= Boundary spanning =

In social science research and organizational psychology, boundary spanning is a term to describe individuals within an innovation system who have, or adopt, the role of linking the organization's internal networks with external sources of information. While the term was coined by Tushman, the concept was being developed by social scientists from the late 1950s onwards. Most of the early work was conducted in large American corporations with well-established R&D laboratories. The term has since been used in relation to more general innovation networks.

== Background ==
The post-WWII years saw the burgeoning of the American corporation and a subsequent increased interest in improving the efficiency of these workplaces to maximize productivity. However, workers tend to become siloed in their various specialties, making cross-boundary communication and collaboration a challenge.
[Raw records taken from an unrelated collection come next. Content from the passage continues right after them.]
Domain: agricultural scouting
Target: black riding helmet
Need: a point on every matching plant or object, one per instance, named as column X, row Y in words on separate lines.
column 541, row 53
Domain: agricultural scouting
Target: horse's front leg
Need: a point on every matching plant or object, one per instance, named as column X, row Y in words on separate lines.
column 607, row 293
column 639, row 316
Organizational theorist Tushman noted that "”one critical aspect of the innovation process is the ability of the innovating unit to gather information from and transmit information to several external domains” but that “communication across organizational boundaries is both inefficient and prone to bias and distortion”." Identifying and utilizing boundary spanning individuals in organizations ranging from corporations to academia to healthcare has become a point of focus for communications researchers as well as industrial-organizational (I/O) psychologists.

==Academic adoption==
The concept of a boundary spanning role has been popular throughout academic research into innovation systems with over 48,000 peer-reviewed articles referencing the term since 1958. With the exception of closed systems, all systems have a transference across their boundaries and this process is facilitated by the boundary spanner. As models of innovation developed, the role of the boundary spanner remained key in seeking out and bringing new ideas into the system or sub-system. Research has also found that boundary spanners tend to be opinion leaders. The role of the boundary spanner is defined largely by where the boundary is drawn.
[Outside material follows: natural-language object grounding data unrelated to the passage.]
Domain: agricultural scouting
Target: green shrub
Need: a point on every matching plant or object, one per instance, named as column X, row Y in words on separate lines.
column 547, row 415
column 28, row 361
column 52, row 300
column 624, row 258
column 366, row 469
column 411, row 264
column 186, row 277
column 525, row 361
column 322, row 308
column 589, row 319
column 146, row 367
=== Internal boundary spanners ===
One challenge within the field of knowledge management is that the collection and codification of explicit knowledge into tacit knowledge is frequently held in silos within the organization. Boundary spanners are needed to move that knowledge around the organization in a process sometimes referred to as socialization. Also, with increased interest in promoting diversity, equity, and inclusion (DEI) in the workplace, it has been argued that boundary spanners performing extra tasks because of their various identities (such as serving on a disproportionate number of committees, more mentoring duties, and other DEI-related work) should be recognized and compensated more for this additional effort. Extra work without recognition only serves to reinforce existing imbalances of power and underrepresentation of minority identities that boundary spanners can help improve.

===External boundary spanners===
In business administration, boundary spanning is a key element in the acquisition capacity of a firm in Cohen's theory of absorptive capacity. In spheres such as science communication and political outreach, boundary spanning individuals can engender trust in communities generally underserved and overlooked by those in power. They can be particularly effective communicators because of their competence in a certain area in addition to shared values, language, and priorities with the community they are serving, in a way that outgroup academic researchers and political elites cannot.

===Individual boundary spanners===
At the individual level, this may be equated to the Resource Investigator role within Belbin's Team Inventory.

==Broader adoption==
The term boundary spanning is now widely used to describe any situation where an individual crosses the boundaries of a social group to enable knowledge exchange, translate language, and share values among various groups.